3. Cut little notches into your seam allowance along the curved edge, being careful not to snip too close to your stitched seam, then turn right sides out and press.
Note - Those little cuts you made allow the fabric to sit much neater along the curve by releasing the tension from the fabric threads.
Now is the stage where you'll want to decide whether you under-stitch, top-stitch
or leave the outer pocket seam as is...
You really can do what ever you like here, it's completely up to you (and whether you have the patience to add a small extra step - sometimes I do, sometimes I don't... hehe).
The two big reasons to either top-stitch or under-stitch is that first you'll be be providing a little extra stability to a seam that does get a lot of strain put on it since your hands could be going in and out of your pockets a lot. Secondly, they are securing stitches, meaning your pocket bag will stay nicely inside of your pocket along that stitched edge, rather than poking up, as you may find they have a habit of creeping out. Adding the extra stitch also means that your outer pocket seam will stay nice and crisp, even after washing.
So, what's the difference between top-stitching and under-stitching? It's pretty self explanatory, but top-stitching is stitched on top so you can see it on the outer garment. You can choose to use a matching thread to make it more invisible or go for a decorative touch and use a contrasting thread or stitch - you absolutely don't have to use a straight stitch like I've done on my mini-Felicity sample. If you have fancy stitches on your sewing machine, why not try them out? Or even try a little zig-zag?
An under-stitch is where you secure your seam allowance to the underside of the pocket, which is something you may want to consider if you prefer a really clean garment with as few seams showing as possible, while still providing that security and stability of adding an extra stitch.
Adding a Top-Stitch:
3mm (1/8in) from the outer seam edge, place a line of stitching along the curve, securing both the skirt and pocket seam down.
Adding an under-stitch:
Note - Adding an under-stitch to the curved pocket of the Felicity Dress is a little tricky due to the curve, but it is possible. I've chosen to use a flat sample in order to show you how to do it in a much clearer manner. The blue fabric is the skirt, the white is the pocket as per the rest of the post.
1. Open up your pocket seam and press the seam allowance toward the pocket.
But there will be a neat line of stitching on the inside of the pocket...
And back to the sew along...
4. Fold your pocket bag in half along the centre line. You'll want to ensure your pocket is folded in half exactly along the fold line marked on the pattern - use the notches you made in your pocket at the start to match these up (indicated by the red arrows) as well as the edges of the skirt.
The two notches made towards the outer edge of the pocket should match up with the ends of your finished pocket edge, as indicated by the arrows below.
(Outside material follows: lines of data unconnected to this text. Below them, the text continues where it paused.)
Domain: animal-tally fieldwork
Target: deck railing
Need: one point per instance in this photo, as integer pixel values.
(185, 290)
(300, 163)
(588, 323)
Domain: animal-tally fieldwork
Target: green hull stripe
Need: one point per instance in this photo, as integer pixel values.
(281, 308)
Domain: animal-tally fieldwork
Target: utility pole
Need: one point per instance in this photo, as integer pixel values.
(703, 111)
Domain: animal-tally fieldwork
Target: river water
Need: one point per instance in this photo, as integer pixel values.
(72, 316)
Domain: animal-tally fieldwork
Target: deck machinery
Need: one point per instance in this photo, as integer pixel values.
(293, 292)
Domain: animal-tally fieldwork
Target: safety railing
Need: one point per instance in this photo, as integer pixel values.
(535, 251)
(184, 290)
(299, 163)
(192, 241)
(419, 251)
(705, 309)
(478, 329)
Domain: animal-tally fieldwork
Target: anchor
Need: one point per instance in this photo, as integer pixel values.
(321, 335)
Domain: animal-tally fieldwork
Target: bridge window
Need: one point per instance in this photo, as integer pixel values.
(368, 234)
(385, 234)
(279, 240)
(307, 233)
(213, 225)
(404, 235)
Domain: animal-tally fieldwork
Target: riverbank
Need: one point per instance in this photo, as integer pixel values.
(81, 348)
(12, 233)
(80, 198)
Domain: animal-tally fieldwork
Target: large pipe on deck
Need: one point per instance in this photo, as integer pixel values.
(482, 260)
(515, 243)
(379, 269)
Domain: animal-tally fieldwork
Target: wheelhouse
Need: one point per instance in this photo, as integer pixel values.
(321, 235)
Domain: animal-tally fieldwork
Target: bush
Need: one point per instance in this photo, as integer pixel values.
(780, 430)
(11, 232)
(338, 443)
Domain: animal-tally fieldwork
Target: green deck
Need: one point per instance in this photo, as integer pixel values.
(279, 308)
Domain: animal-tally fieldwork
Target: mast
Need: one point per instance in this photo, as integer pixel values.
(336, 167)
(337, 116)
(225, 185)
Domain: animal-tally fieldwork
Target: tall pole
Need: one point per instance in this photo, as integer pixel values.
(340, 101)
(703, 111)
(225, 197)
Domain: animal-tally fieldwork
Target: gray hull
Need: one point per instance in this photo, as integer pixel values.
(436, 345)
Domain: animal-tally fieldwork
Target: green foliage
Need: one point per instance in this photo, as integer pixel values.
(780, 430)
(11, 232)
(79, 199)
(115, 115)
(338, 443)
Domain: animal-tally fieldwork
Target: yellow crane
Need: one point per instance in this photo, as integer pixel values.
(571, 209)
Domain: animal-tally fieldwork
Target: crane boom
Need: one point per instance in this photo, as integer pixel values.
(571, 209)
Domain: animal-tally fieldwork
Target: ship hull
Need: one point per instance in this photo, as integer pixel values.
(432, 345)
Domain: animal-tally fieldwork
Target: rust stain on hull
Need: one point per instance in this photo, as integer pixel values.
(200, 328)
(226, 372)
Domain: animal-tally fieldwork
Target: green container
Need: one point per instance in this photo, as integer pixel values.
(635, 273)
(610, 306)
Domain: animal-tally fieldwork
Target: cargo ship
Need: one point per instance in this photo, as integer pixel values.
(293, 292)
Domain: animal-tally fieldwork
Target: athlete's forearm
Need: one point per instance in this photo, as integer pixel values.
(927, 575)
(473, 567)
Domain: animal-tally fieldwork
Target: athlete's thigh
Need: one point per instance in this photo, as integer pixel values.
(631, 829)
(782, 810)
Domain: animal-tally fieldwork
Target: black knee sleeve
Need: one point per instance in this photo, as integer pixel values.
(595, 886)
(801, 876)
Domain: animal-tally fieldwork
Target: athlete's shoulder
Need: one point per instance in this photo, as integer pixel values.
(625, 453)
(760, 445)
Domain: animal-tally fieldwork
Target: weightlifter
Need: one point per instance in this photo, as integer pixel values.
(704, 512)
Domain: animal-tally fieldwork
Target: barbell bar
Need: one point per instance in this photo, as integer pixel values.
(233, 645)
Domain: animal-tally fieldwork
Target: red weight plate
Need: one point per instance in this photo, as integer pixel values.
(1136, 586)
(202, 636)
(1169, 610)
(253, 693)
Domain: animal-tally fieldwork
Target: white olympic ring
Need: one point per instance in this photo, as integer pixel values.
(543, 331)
5. 1.5cm (5/8in) from the raw edge, stitch the bottom of your pocket bag closed. This should be loose from the skirt, so make sure you don't accidentally attach the two!
6. Within the seam allowance of 1.5cm (5/8in), baste the top and sides of your pocket to your skirt and press.
Repeat for the other pocket and voila, your cute lil all-in-one yoke pockets are done! I used the pattern for the gathered skirt in this post, but the process is exactly the same for the circle skirt.